Vision is one of my few obsessions.   I’m slow to see and understand things that matter for worldly success.  That’s why I had to visit my ophthalmologist after my duty at school today.  I had lost my spectacles in the Arabian Ocean while playing with my students at Calangute beach in Goa the other day during a tour from school.  My ophthalmologist is an organisation: Venu Eye Institute & Research Centre in Delhi.  There is no single individual who relates to you personally in that institute.  Yet every employee is a paragon of politeness.  Every patient feels like a VIP in that institute. 

I was escorted, like any other patient, from the reception to the hall where I had to wait for the first examination.  (And I was escorted similarly from room to room thereafter.) I had made it very clear that I just wanted to get a new pair of spectacles with the right powers of the lenses.  But my ophthalmologist (the hospital which is a charitable institution that charges merely Rs300 for a whole lot of exercises which make use of very expensive technology) put me through at least 5 different tests which took more than three hours.

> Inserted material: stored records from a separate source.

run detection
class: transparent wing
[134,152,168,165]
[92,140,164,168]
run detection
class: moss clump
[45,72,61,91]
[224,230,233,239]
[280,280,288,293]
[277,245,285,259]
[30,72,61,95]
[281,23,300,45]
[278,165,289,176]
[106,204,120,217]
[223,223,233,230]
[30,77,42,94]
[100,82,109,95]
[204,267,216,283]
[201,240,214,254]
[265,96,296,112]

While I was waiting for one such test, I was approached by one employee of the hospital with a questionnaire.  The questionnaire sought my opinion  on the services offered by the hospital.  Every question was meant to check the employees’ behaviour.  I ticked “excellent” for every question because that was my honest answer. 

If the medical service provided by the hospital matches the behaviour of the employees, Venu is the best ophthalmologist in Delhi.  But how can I, a layman as far as vision is concerned, determine the standards of the medical profession?

After the dilation of my eyes and the penultimate checking done by a doctor who told me that my eyes were in perfect condition provided I used a pair of spectacles whose powers would be prescribed the next day since prescription could not be done within 4 hours of dilation of the eyes I understood how difficult it was to be a doctor in a charitable institution these days.

I have decided to continue with Venu Institute for all my further vision problems.  I fell like a VIP there. 

A 3 or 4 year-old boy was with his mother who had come for a check-up.  The boy created a lot of havoc in the hospital running around in too many places making too much noise.  When one of the hospital personnel dared to complain to the boy’s mother, the mother said to the boy, “Come on darling, behave yourself.”  And the boy did behave himself.  He raised his fist against his mother.  The hospital employee, a woman in uniform, immediately held the fist and asked the mother, “Shall I take him to the children’s play section?”  And the mother said lackadaisically, “Yeah.”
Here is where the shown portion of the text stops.